Generally lrlex has focused on following the posix lex specification (but hasn't implemented comments yet if I recall), my reading I didn't see any specific documentation of the comment format in lex, it is a little awkward, but generally mimics c-style comments but must be preceded by whitespace to avoid ambiguity with regexes. Except in cases where it is just a block of c code that gets copied verbatim.
Here are some examples, the latter showing some of the cases where initial whitespace is not required: https://cs.gmu.edu/~henryh/330/Lex/comments.html https://pubs.opengroup.org/onlinepubs/9699919799/utilities/lex.html#tag_20_65_17
Agreed, it would be good if lrlex supported comments, and I'd happily take a PR to that effect! If flex supports them, I might also be inclined to support //
comments, but I don't feel strongly about it.
So, I had noticed the text in #325 the following text in the posix lex spec:
Any such input (beginning with a or within "%{" and "%}" delimiter lines) appearing at the beginning of the Rules section before any rules are specified shall be written to lex.yy.c
Which is relevant to this bug, it would be easy enough to currently just ignore any line which starts with a space.
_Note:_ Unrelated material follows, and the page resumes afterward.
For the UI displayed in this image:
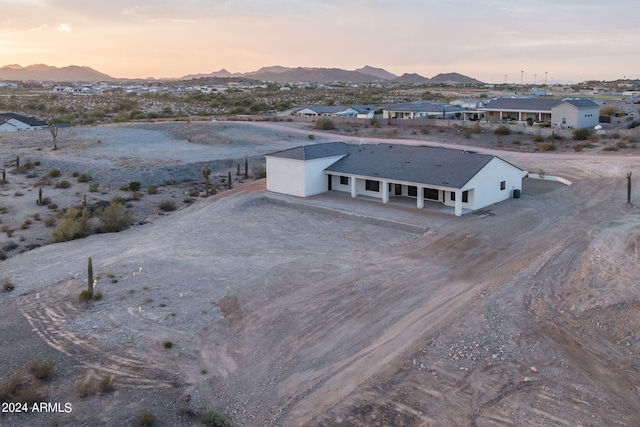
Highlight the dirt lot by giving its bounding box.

It seems like if we tried to emit these verbatim into generated sources, they would be in the middle of a vec![ Rule::new(), ..]
.
In order to actually emit them we'd need to change uses of struct Rule
to something like enum RuleOrVerbatim<StorageT>{ Verbatim(String), Rule(Rule<StorageT>)}
, as currently there isn't anywhere for them in our AST of the lex source format.
I believe Rule
is public but #[doc(hidden)]
and otherwise documented as unstable, so perhaps changing it to an enum is acceptable. But let me know if there are preferences here between emitting these verbatim or ignoring them entirely.